Now, she sounds like she’s anticipating what they’ll write about her. Meeting the judgement of history without flinching, impatient for events around her to catch up.
“Full-on Godswar, El?” says Carillon quietly.
“The Kept Gods are still weak. Their newfound power is brittle–the presence of the king has given them a focus, and the faith he inspires gives them a flush of power… like an apprentice sorcerer who’s just mastered a spell for the first time. But it won’t last. They’re still no match for the pantheon of Ishmere.” She takes a deep breath. “But they’ll help you hold the line.”
“What do you mean?” asks Terevant. Cari says nothing, but her dark eyes watch her cousin intently.
Eladora takes a breath, pauses for a moment at the brink.
Then.
“I need three days.”
CHAPTER 49
Eladora walks in the darkness, holding Carillon’s hand. She’s got an alchemical lamp in her pocket, but she doesn’t light it. She knows Cari can sense every footfall, every imperfection, through the stone of the tunnels around them. Eladora follows her cousin in silence, trusting in Cari to guide her down to the vault of horrors beneath the New City.
The sounds of the war fade as they descend. Soon, it’s just Eladora’s breath rattling in her mask, Cari’s knife tapping nervously on the walls.

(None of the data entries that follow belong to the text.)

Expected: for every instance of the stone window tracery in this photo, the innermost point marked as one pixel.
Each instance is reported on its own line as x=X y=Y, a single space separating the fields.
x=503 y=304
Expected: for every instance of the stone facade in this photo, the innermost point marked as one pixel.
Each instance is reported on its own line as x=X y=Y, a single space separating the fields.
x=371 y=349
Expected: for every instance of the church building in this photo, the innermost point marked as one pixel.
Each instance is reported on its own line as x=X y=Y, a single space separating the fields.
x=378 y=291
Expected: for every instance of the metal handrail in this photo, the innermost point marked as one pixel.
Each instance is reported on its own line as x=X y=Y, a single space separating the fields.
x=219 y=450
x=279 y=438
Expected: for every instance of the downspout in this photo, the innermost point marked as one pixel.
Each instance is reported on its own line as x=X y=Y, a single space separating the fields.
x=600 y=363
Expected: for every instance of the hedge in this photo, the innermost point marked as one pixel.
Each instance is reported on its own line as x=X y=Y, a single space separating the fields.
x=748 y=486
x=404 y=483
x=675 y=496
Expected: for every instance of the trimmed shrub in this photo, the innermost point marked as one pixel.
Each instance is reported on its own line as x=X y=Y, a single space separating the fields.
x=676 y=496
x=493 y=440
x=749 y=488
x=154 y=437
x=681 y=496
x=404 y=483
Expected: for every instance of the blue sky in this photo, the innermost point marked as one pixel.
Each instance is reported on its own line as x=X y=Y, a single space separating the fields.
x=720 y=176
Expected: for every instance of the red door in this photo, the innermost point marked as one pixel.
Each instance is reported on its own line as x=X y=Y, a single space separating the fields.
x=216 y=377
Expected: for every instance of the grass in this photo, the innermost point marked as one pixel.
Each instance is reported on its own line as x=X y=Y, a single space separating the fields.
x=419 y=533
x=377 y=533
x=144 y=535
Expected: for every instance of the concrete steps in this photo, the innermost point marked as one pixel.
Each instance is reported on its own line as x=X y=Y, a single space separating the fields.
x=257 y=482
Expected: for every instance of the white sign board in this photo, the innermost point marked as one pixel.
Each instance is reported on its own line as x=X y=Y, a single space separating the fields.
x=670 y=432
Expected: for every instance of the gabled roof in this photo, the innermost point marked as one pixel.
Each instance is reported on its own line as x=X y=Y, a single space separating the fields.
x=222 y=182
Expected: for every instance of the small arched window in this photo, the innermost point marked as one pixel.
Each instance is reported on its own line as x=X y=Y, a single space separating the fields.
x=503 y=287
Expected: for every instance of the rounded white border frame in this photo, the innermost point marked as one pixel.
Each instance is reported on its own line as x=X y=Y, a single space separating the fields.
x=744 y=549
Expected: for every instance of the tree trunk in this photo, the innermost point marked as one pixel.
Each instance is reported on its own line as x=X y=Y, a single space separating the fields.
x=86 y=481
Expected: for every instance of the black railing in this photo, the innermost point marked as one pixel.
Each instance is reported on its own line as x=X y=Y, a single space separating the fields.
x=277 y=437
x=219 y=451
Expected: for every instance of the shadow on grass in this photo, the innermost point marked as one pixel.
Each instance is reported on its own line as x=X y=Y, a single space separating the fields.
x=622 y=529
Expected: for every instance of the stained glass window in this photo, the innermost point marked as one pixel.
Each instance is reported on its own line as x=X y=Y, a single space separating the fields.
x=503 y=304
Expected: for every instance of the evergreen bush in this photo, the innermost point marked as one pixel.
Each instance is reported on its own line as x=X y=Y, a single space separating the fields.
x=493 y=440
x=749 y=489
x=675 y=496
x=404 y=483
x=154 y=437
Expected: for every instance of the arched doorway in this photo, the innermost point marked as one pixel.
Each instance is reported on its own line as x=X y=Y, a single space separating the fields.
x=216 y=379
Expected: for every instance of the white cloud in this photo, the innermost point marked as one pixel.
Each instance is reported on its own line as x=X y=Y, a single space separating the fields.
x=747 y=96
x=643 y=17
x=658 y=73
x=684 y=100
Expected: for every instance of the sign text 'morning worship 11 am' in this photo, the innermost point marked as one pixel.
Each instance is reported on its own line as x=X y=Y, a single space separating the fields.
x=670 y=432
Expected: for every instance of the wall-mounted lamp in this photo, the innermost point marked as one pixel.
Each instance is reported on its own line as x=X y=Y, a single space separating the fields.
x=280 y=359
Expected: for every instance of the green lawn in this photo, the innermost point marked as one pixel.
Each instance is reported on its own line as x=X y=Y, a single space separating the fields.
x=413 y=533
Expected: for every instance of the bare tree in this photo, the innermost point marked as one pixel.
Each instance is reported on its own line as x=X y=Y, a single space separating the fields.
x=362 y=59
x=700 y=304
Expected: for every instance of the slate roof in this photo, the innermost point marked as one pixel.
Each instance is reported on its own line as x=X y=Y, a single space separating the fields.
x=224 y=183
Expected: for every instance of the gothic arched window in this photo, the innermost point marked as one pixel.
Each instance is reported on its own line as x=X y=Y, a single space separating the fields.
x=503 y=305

“Is it much further?” asks Eladora. Part of her wants these stairs to elongate, to put this off as long as possible.
“Spar buried them deep,” replies Carillon, “but we’

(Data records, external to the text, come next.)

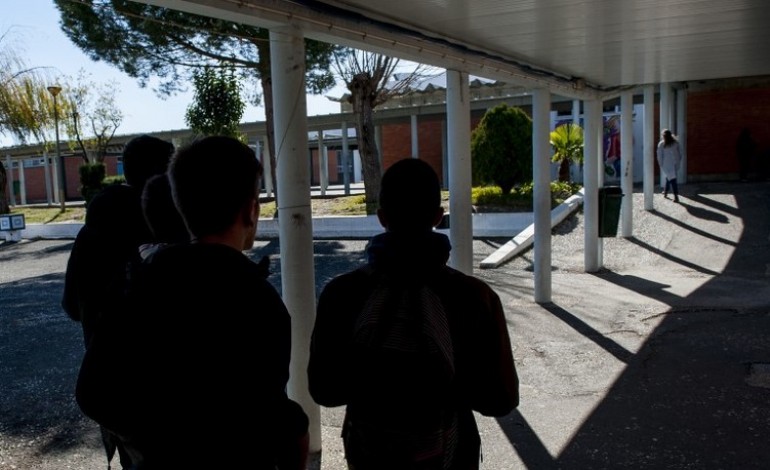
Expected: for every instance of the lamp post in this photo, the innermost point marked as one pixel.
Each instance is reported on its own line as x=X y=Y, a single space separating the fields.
x=55 y=90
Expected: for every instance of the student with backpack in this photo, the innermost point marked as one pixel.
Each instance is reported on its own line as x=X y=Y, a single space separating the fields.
x=205 y=339
x=106 y=246
x=409 y=345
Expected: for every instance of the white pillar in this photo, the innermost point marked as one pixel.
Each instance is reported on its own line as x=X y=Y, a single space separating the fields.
x=444 y=157
x=323 y=164
x=47 y=178
x=9 y=179
x=591 y=150
x=650 y=139
x=22 y=183
x=681 y=130
x=576 y=170
x=295 y=216
x=627 y=163
x=541 y=198
x=459 y=157
x=55 y=170
x=665 y=117
x=268 y=167
x=345 y=157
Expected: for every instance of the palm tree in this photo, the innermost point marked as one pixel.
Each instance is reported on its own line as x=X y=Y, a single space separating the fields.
x=567 y=143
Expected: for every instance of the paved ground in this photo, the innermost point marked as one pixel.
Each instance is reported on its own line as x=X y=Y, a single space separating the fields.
x=658 y=361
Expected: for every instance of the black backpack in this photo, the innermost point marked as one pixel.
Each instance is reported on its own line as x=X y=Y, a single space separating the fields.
x=407 y=418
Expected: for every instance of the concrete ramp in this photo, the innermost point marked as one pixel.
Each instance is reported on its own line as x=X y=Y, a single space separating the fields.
x=524 y=239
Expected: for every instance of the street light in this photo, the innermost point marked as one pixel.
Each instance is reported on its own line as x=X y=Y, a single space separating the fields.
x=55 y=90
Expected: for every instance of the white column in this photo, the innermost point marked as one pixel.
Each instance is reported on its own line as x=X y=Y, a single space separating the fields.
x=591 y=149
x=681 y=130
x=295 y=216
x=268 y=167
x=22 y=183
x=444 y=157
x=323 y=164
x=459 y=157
x=541 y=198
x=627 y=163
x=47 y=178
x=345 y=158
x=9 y=179
x=665 y=117
x=55 y=178
x=650 y=138
x=576 y=170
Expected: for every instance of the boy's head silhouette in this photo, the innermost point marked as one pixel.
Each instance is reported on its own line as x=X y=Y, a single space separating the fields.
x=410 y=197
x=144 y=157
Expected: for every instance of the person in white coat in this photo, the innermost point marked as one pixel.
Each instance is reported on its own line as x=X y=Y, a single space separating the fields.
x=669 y=159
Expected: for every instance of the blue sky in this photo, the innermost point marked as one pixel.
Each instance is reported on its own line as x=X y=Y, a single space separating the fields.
x=34 y=31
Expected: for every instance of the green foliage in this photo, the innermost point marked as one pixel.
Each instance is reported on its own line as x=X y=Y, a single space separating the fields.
x=519 y=199
x=501 y=148
x=150 y=42
x=26 y=105
x=217 y=107
x=91 y=180
x=93 y=116
x=567 y=144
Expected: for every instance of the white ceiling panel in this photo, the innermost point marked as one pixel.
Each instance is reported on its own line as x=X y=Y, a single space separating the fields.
x=611 y=44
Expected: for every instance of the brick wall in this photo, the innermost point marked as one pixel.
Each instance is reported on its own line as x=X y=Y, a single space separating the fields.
x=714 y=119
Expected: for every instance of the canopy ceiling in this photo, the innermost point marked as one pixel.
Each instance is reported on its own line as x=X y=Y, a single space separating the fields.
x=578 y=48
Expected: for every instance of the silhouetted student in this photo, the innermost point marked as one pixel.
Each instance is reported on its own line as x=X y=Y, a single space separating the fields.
x=161 y=215
x=104 y=248
x=669 y=156
x=411 y=346
x=212 y=338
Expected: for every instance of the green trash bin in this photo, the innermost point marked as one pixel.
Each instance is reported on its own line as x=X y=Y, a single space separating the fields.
x=610 y=198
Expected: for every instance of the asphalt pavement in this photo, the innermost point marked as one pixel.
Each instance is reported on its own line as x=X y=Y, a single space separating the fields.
x=660 y=360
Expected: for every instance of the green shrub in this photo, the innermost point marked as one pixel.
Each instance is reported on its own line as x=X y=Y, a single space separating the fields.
x=519 y=199
x=501 y=148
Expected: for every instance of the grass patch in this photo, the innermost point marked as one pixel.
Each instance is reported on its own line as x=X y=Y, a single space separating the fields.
x=49 y=215
x=484 y=199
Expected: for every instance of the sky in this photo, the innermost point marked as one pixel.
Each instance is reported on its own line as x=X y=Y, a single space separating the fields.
x=32 y=26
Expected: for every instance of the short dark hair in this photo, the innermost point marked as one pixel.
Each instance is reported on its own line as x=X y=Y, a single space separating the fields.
x=212 y=179
x=410 y=195
x=160 y=213
x=143 y=157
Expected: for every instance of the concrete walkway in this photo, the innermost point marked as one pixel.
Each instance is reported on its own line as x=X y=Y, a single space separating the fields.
x=661 y=360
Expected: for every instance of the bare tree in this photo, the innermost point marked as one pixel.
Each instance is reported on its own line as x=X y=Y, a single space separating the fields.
x=371 y=80
x=92 y=107
x=26 y=106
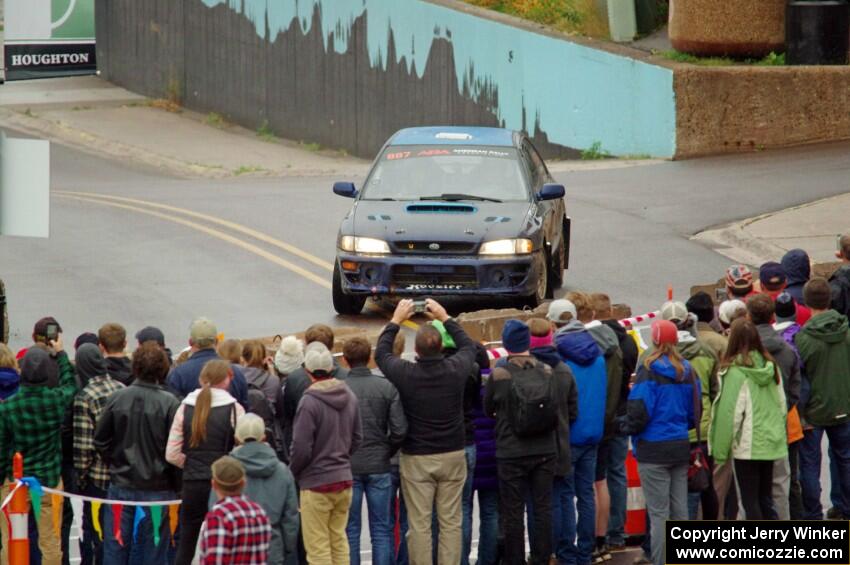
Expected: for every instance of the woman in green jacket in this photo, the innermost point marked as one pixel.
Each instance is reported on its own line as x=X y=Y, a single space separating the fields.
x=748 y=418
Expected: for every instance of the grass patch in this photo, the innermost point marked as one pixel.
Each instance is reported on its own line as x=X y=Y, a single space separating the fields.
x=214 y=119
x=771 y=60
x=247 y=170
x=265 y=132
x=164 y=104
x=594 y=152
x=570 y=16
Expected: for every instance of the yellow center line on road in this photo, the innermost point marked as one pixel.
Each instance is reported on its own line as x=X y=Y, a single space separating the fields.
x=260 y=236
x=211 y=232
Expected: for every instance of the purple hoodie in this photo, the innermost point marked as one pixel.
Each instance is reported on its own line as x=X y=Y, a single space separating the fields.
x=326 y=431
x=485 y=476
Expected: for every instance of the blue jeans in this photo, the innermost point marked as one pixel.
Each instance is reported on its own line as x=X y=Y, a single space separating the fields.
x=580 y=486
x=618 y=448
x=91 y=546
x=810 y=461
x=378 y=489
x=835 y=495
x=563 y=512
x=401 y=552
x=488 y=527
x=141 y=551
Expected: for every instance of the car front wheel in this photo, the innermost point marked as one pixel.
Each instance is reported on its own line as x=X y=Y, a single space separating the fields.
x=542 y=289
x=345 y=304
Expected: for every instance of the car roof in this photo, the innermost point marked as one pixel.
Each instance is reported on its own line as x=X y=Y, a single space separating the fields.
x=454 y=135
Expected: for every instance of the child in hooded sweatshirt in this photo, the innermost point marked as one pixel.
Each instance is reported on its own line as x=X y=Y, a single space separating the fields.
x=748 y=418
x=662 y=408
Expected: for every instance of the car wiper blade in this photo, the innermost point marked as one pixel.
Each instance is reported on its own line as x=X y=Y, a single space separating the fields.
x=456 y=197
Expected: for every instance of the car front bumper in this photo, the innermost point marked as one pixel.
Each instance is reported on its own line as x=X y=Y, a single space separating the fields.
x=431 y=275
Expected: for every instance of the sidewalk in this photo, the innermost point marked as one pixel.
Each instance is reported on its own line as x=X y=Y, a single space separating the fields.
x=812 y=227
x=93 y=115
x=103 y=119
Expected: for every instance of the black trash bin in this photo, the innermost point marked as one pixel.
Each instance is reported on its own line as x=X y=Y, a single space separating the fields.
x=817 y=32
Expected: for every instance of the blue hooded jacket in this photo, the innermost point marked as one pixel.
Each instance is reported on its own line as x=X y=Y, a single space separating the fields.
x=581 y=353
x=9 y=382
x=660 y=411
x=798 y=269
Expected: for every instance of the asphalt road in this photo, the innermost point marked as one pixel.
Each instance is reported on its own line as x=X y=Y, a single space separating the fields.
x=254 y=254
x=257 y=260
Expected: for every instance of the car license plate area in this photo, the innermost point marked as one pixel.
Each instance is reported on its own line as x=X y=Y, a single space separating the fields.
x=434 y=277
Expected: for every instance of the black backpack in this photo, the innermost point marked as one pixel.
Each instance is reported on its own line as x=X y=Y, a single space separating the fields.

re nearly there. Here, feel this.” She guides Eladora’s hand so she can feel the jagged metal of a broken alchemical tank that’s embedded in the tunnel wall. There’s some waxy residue in the tank that squirms beneath her fingers. She lingers there a moment, seeing how flexible the stuff is, how much it can be pressed before it breaks.

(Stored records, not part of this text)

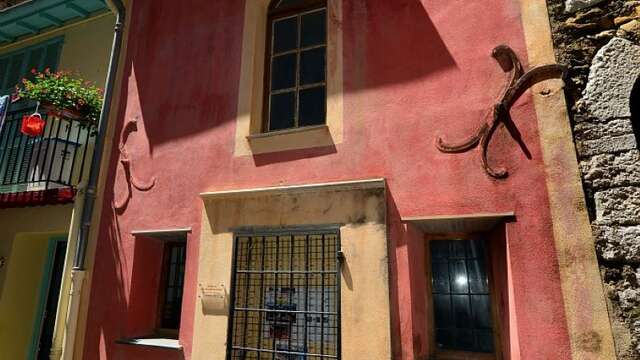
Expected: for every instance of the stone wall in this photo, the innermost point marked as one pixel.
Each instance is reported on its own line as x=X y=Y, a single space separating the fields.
x=599 y=40
x=8 y=3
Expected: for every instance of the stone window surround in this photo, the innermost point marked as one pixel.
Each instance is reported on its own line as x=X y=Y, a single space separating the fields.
x=361 y=217
x=249 y=138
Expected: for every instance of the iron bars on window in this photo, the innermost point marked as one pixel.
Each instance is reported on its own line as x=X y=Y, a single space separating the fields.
x=285 y=296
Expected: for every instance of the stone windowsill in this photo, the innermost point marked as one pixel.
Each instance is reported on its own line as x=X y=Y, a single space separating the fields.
x=155 y=342
x=290 y=139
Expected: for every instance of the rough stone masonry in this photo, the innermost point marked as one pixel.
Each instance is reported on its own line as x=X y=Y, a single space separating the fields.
x=599 y=41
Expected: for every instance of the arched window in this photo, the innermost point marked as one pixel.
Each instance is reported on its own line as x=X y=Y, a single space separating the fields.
x=634 y=102
x=296 y=71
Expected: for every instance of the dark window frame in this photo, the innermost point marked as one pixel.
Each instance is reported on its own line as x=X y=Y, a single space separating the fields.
x=274 y=14
x=161 y=325
x=494 y=294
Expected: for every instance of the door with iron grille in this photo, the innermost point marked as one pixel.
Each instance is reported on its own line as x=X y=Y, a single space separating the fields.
x=285 y=295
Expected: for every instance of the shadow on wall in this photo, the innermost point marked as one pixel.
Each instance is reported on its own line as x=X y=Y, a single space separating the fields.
x=182 y=88
x=634 y=102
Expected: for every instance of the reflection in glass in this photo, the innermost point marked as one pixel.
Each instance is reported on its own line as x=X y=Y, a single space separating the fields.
x=461 y=299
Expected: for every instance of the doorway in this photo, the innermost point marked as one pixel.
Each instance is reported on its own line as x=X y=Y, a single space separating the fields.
x=49 y=295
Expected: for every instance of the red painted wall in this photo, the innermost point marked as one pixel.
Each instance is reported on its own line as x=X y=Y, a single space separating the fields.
x=413 y=69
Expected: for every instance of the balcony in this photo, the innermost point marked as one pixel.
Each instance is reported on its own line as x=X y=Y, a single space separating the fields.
x=45 y=169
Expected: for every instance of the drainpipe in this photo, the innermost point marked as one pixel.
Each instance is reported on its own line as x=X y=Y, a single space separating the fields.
x=79 y=271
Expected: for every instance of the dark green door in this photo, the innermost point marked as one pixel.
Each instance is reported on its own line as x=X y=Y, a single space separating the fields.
x=51 y=302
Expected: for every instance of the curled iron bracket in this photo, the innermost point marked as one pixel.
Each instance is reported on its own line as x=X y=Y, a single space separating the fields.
x=140 y=185
x=518 y=82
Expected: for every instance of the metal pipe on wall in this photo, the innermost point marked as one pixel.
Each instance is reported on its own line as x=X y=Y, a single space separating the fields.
x=78 y=273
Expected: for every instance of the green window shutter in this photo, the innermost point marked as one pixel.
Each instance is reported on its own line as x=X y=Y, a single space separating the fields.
x=52 y=56
x=16 y=64
x=13 y=68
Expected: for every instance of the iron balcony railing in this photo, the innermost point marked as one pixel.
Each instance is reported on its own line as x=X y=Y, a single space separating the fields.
x=56 y=159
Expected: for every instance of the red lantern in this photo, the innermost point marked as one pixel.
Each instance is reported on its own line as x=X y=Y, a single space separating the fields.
x=32 y=125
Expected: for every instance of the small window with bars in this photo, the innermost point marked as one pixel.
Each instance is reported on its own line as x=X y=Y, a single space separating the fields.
x=285 y=296
x=462 y=302
x=172 y=283
x=296 y=91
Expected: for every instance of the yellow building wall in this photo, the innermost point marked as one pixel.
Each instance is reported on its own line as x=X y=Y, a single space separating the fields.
x=86 y=49
x=18 y=308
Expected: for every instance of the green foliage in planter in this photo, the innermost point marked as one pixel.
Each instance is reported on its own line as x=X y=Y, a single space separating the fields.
x=64 y=91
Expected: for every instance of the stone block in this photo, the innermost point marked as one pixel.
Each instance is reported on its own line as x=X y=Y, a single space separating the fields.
x=611 y=170
x=618 y=206
x=614 y=70
x=575 y=5
x=618 y=243
x=607 y=145
x=596 y=130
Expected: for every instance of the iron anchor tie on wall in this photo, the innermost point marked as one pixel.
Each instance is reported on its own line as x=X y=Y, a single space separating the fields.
x=519 y=82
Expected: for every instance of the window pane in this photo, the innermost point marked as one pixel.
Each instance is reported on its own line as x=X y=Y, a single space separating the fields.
x=461 y=310
x=4 y=63
x=462 y=320
x=282 y=111
x=478 y=283
x=445 y=338
x=442 y=305
x=314 y=28
x=285 y=35
x=440 y=249
x=481 y=305
x=484 y=340
x=174 y=280
x=312 y=106
x=290 y=320
x=312 y=66
x=283 y=73
x=440 y=274
x=459 y=279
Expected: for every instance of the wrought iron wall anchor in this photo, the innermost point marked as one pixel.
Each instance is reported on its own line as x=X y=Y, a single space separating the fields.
x=518 y=82
x=127 y=165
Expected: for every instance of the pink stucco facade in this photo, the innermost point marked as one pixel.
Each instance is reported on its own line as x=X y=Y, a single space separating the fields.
x=413 y=70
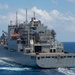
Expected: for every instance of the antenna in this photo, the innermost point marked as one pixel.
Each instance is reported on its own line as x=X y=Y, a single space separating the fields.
x=11 y=22
x=16 y=18
x=26 y=15
x=34 y=15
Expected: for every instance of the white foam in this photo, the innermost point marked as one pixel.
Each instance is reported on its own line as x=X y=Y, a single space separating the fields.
x=66 y=71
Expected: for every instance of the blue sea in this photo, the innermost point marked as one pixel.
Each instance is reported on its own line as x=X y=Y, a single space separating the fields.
x=12 y=69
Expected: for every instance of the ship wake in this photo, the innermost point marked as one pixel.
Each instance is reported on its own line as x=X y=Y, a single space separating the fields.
x=12 y=67
x=66 y=71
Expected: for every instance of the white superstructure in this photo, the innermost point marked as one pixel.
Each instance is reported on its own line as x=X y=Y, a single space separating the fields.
x=32 y=44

They emerge into the outer cavern. The fresh scar-stone of the curtain wall is dimly luminescent, but the main source of light is Ramegos’ fading werelight. The sorceress lies with her head on a folded jacket, salvaged from remains of the Haithi excavation. Silkpurse sits next to her, chewing on a hunk of meat that Eladora suspects was also salvaged from Haith remains.
“Miss Duttin!” squeaks Silkpurse, running over to greet her. “Lord Rat said to tell you that they’ve evacuated parliament through the tunnels. The army’s digging in at Gravehill, to keep ’em penned in the lower city.” Castle Hill, Queen’s Point and Holyhill form three points of a rough triangle around the harbour and the Wash, with the New City off to the side. “Same thing they did in the Crisis,” mutters Cari. “Keep the fighting where the poor live. Can’t have the quality up in Bryn Avane suffer.”
“It’s a matter of geography,” says Eladora defensively. “The heights can be defended, and the only gaps between them are fortified. There are guns on the Duchess Viaduct.”
“Good thing,” says Ramegos weakly from the ground, “that gods can’t fly. Or throw thunderbolts from heaven. Or—” She’s stopped by a coughing fit. Silkpurse rushes to her side, lifts her so that she can breathe. “It was over when the interceptor sank.”
I hoped you’d be like Jermas was in the old days, Kelkin said. He had fucking steel in his spine.
“I have a proposal,” says Eladora.
She stoops and picks up a piece of shimmering New City stone from the ground. “Carillon, you can invoke Spar. The city is alive. You can reshape its stone–you even did it out in the harbour. You can reach out to Hark, raise the Kestrel.”